Exercise helps manage pain
Researchers in Germany looked at the difference between pain threshold (the point when a person first starts to feel pain) and pain tolerance (how much a person can take) in 550 athletes and more than 330 nonathletic adults. They concluded that the two groups had about the same pain threshold. But when it came to how much pain they could stand, athletes tolerated more than nonathletes.
So what does this mean? It means that if you thought that a sweat-packed exercise routine just reduced stress, decreased wrinkles, prevented obesity, type 2 diabetes and a host of other diseases, improved your brain power and cardiovascular and sexual health and sent happy-hormones coursing through your veins, there’s one more reward to add to the list. Regular exercise helps you tolerate pain better.
So put on a pair of walking, running or cross-training shoes and head out for those 10,000 steps, a 2-, 5- or 10-k run, and some weight training (two to three times a week) at the gym. But do it with some intensity. That way, when you’ve got a headache to push through or some minor back pain, you’ll be able to keep going and going and going.
Save your life: Leave your car at home
Every short hop you make in your gas mobile takes years off your life. We’ve gotten so leg-lazy that some say cars are the new tobacco and just as dangerous for public health.
Almost 50 percent of car trips in the U.S. are three miles or less; 25 percent are less than a mile.
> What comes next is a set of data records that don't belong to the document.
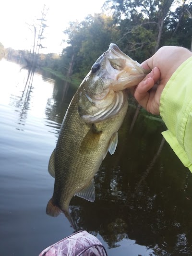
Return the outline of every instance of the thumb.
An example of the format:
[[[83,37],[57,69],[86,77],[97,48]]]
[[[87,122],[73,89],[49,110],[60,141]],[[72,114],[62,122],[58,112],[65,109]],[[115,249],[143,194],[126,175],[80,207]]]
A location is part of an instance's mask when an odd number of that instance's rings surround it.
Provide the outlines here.
[[[146,69],[150,69],[151,70],[154,68],[153,64],[153,57],[146,60],[146,61],[141,63],[141,65],[142,68]]]

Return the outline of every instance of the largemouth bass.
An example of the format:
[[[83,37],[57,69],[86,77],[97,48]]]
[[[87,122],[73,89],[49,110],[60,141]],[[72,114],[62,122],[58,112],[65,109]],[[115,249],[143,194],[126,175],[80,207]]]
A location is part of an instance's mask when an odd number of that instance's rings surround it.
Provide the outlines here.
[[[127,112],[126,89],[149,72],[113,43],[92,66],[67,109],[49,159],[48,171],[55,181],[48,214],[63,212],[72,225],[68,210],[72,196],[94,201],[94,175],[108,151],[115,152]]]

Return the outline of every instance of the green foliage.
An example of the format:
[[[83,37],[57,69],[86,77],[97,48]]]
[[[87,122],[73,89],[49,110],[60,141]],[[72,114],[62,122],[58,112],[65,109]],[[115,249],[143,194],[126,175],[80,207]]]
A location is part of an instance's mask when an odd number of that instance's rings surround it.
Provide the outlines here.
[[[81,22],[69,24],[64,31],[68,37],[66,46],[60,56],[38,54],[37,65],[60,73],[67,81],[72,77],[79,81],[85,77],[111,42],[139,62],[151,57],[164,45],[190,49],[192,2],[188,4],[183,1],[178,2],[173,12],[170,11],[173,1],[108,0],[102,13],[89,15]],[[42,14],[39,19],[42,33],[37,37],[40,40],[43,39],[47,26],[45,10]],[[3,50],[0,45],[0,56]],[[17,61],[22,58],[22,63],[24,60],[29,59],[30,54],[26,51],[17,51],[11,49],[5,51],[5,57]]]

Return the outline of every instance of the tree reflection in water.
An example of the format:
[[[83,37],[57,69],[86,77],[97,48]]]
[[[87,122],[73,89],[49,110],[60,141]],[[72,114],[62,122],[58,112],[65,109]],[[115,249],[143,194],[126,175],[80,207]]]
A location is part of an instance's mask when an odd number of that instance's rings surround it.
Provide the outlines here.
[[[61,92],[63,85],[56,82],[55,104],[48,111],[60,122],[73,94]],[[95,177],[95,202],[72,199],[75,229],[99,233],[109,248],[129,238],[156,256],[191,255],[192,176],[164,143],[160,119],[140,111],[129,132],[135,111],[130,107],[116,151],[107,155]]]

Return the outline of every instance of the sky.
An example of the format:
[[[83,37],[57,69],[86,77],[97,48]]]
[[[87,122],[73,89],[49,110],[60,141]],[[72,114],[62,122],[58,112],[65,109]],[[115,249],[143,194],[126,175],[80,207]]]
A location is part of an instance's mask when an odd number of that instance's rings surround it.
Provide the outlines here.
[[[6,48],[30,49],[33,34],[28,24],[40,17],[43,4],[49,8],[45,37],[42,44],[47,49],[41,52],[60,53],[63,48],[63,31],[69,22],[81,21],[89,14],[99,13],[105,0],[10,0],[0,4],[0,42]]]

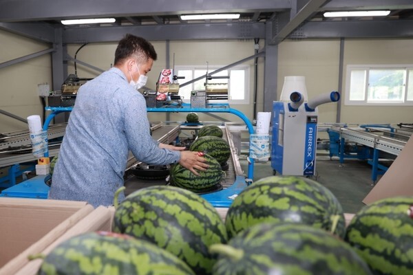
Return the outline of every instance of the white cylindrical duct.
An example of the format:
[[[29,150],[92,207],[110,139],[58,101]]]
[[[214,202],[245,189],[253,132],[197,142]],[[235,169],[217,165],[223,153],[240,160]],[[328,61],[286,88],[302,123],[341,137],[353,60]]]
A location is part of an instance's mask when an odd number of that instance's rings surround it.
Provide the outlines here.
[[[304,100],[307,98],[307,88],[306,88],[306,77],[290,76],[284,77],[284,84],[282,87],[279,101],[289,102],[290,95],[295,91],[301,94]]]
[[[318,105],[328,102],[335,102],[339,100],[340,94],[338,91],[332,91],[331,93],[322,94],[312,98],[308,100],[306,105],[310,110],[314,110]]]
[[[304,102],[304,98],[298,91],[294,91],[290,95],[290,106],[295,110],[298,110],[298,108]]]

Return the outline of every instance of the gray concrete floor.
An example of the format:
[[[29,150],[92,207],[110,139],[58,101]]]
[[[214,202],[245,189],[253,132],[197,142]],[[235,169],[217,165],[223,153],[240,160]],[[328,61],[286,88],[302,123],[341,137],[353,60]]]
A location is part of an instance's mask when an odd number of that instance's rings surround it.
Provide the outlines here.
[[[241,164],[246,171],[246,161],[241,160]],[[330,160],[328,155],[317,153],[315,167],[313,179],[336,196],[345,212],[355,213],[364,206],[363,199],[374,187],[371,166],[366,161],[346,159],[340,166],[338,157]],[[271,161],[254,164],[254,181],[272,175]]]

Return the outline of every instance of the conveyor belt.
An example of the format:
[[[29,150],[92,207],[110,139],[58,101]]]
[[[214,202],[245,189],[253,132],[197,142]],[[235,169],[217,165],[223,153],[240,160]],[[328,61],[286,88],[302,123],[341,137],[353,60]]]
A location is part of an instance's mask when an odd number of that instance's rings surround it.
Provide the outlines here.
[[[61,138],[65,135],[66,123],[51,125],[47,129],[47,139]],[[3,133],[0,138],[0,151],[9,147],[18,147],[30,145],[30,137],[28,130],[18,131]]]
[[[164,125],[162,123],[151,126],[152,138],[161,143],[169,144],[175,141],[179,135],[179,126]],[[126,166],[126,170],[139,164],[140,162],[136,160],[131,152],[129,152]]]
[[[50,126],[47,130],[47,139],[61,138],[65,135],[66,123]],[[49,142],[49,156],[59,153],[60,144]],[[28,152],[26,152],[28,151]],[[0,138],[0,167],[9,166],[37,160],[31,152],[28,130],[6,133]]]

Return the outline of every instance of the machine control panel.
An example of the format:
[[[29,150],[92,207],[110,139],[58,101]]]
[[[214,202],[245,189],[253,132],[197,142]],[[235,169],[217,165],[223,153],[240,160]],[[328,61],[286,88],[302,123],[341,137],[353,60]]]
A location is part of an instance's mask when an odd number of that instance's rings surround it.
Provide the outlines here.
[[[307,123],[317,123],[317,116],[308,116]]]

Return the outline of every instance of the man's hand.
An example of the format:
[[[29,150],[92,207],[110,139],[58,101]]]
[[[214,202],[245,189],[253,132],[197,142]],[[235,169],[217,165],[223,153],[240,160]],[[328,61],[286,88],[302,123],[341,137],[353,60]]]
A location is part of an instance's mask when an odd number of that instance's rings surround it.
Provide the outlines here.
[[[180,148],[180,147],[176,147]],[[193,152],[191,151],[182,151],[180,152],[181,157],[179,160],[179,164],[189,169],[191,172],[199,176],[200,174],[196,171],[204,171],[209,166],[204,163],[206,160],[202,157],[204,154],[200,152]]]
[[[165,144],[163,143],[160,143],[158,147],[172,151],[184,151],[186,148],[185,147],[174,146],[173,145]]]

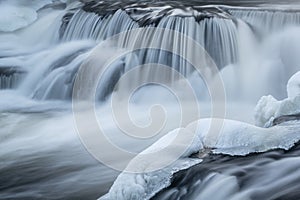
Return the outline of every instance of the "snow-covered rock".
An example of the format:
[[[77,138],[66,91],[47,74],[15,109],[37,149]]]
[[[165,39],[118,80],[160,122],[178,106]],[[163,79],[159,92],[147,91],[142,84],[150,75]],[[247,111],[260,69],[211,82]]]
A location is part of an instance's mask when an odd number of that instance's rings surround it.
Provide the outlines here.
[[[300,113],[300,71],[287,84],[288,98],[277,100],[273,96],[263,96],[255,108],[255,124],[269,127],[275,118],[282,115]]]

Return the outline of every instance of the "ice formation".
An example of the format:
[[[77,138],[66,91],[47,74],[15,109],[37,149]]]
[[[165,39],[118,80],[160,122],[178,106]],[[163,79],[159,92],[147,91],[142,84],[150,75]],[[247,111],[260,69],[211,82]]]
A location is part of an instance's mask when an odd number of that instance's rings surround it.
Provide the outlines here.
[[[300,72],[289,80],[287,99],[277,101],[272,96],[262,97],[256,108],[256,117],[259,116],[257,119],[261,124],[267,123],[272,117],[299,110],[299,76]],[[220,130],[211,128],[216,124],[221,125]],[[200,158],[191,158],[191,155],[205,149],[210,150],[211,153],[232,156],[244,156],[272,149],[288,150],[300,140],[300,135],[297,132],[299,128],[299,122],[289,122],[281,126],[263,128],[234,120],[200,119],[189,124],[186,128],[169,132],[139,154],[129,163],[127,169],[118,176],[109,193],[100,199],[150,199],[161,189],[171,184],[174,173],[201,163]],[[190,143],[187,141],[174,142],[180,134],[185,134],[188,138],[191,138],[189,137],[190,134],[194,135]],[[186,147],[181,148],[184,151],[175,162],[159,170],[149,171],[151,166],[161,164],[163,159],[178,155],[178,152],[174,152],[180,148],[180,145],[186,145]],[[166,151],[167,154],[162,154],[161,157],[147,156],[149,153],[159,152],[164,148],[168,148],[170,151]],[[138,173],[131,173],[135,170]]]

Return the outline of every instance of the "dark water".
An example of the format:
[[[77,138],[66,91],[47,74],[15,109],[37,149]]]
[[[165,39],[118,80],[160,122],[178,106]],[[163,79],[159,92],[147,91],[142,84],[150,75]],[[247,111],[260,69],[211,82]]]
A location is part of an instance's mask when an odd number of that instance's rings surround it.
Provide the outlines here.
[[[213,188],[211,199],[218,199],[218,193],[226,189],[218,181],[222,182],[225,175],[234,177],[238,186],[228,191],[228,199],[234,193],[248,191],[249,197],[255,200],[297,200],[300,199],[299,166],[299,144],[289,151],[274,150],[246,157],[210,155],[201,164],[177,173],[172,185],[152,199],[202,199],[199,194],[210,187]]]

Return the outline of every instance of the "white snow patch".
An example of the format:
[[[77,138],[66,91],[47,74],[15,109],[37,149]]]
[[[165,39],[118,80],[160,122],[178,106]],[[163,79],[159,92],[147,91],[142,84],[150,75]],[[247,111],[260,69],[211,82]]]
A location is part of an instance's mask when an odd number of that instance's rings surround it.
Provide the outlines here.
[[[288,98],[278,101],[273,96],[263,96],[255,108],[255,124],[269,127],[276,117],[300,113],[300,71],[287,84]]]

So you’ve got many chances to meet our new challenge: Replace one of your short car trips a day with a walk.
This is a great first step toward getting in your 10,000 steps a day. Steps that reduce stress, protect you from heart disease and type 2 diabetes and keep your brain sharp, skin less wrinkly and sex life lively. (You can walk about a quarter mile in five minutes; that equals around 500 steps.)
Other great ways to increase your stride time:
• Invest in a rolling shopping bag or trundle bag to carry whatever you’d have transported in the car.
• Eliminate elevators and escalators whenever possible.
• Play dates during the day? Walk your kids to their friend’s house, and walk back to pick them up later.
Walking opportunities are everywhere. You can slash your risk of death in the next few years by 24 percent if you get in seven hours of moderate activity a week. So drivers, turn off your engines.